Adjust when the pass is run so that the .llvm.call-graph-profile section is produced correctly for FullLTO.

Fixes #56185

Diff Detail

Event Timeline

bd1976llvm created this revision.Jun 23 2022, 9:39 AM
Herald added a project: Restricted Project. · View Herald TranscriptJun 23 2022, 9:39 AM
bd1976llvm requested review of this revision.Jun 23 2022, 9:39 AM
Herald added a project: Restricted Project. · View Herald TranscriptJun 23 2022, 9:39 AM
nikic resigned from this revision.Jun 24 2022, 12:35 AM

(Not familiar with CGProfilePass and its requirements)

bd1976llvm added a subscriber: nikic.EditedJun 28 2022, 6:56 PM

(Not familiar with CGProfilePass and its requirements)
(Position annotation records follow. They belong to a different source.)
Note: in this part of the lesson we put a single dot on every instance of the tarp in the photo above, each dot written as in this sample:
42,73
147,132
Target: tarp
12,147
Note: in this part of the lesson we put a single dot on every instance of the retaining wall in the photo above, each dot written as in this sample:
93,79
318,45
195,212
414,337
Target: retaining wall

This change should be relatively simple to understand with a bit more background: For Profile Guided Layout (PGL) the compiler must emit the .llvm.call-graph-profile (SHT_LLVM_CALL_GRAPH_PROFILE) section to the ELF object file that LLD consumes. To do this the CGProfilePass attaches additional metadata recording the weighted call-graph, which is later lowered to the .llvm.call-graph-profile ELF section contents. This currently works for normal compilation and ThinLTO; however, for FullLTO the pass is currently run in the pre-link stage so the weighted callgraph metadata is present in the bitcode input to LLD. Since the metadata is attached too early it does not survive LTO compilation to lowering and the .llvm.call-graph-profile section is not present in the LTO object file. In this change we make the CGProfilePass run at the right point during the LTO object file compilation so that the LTO object file contains the .llvm.call-graph-profile section which LLD can consume to drive PGL.

More background in this talk: https://youtu.be/F-lbgspxv1c

LTO object file = ELF object file created by compiling the bitcode inputs at link time.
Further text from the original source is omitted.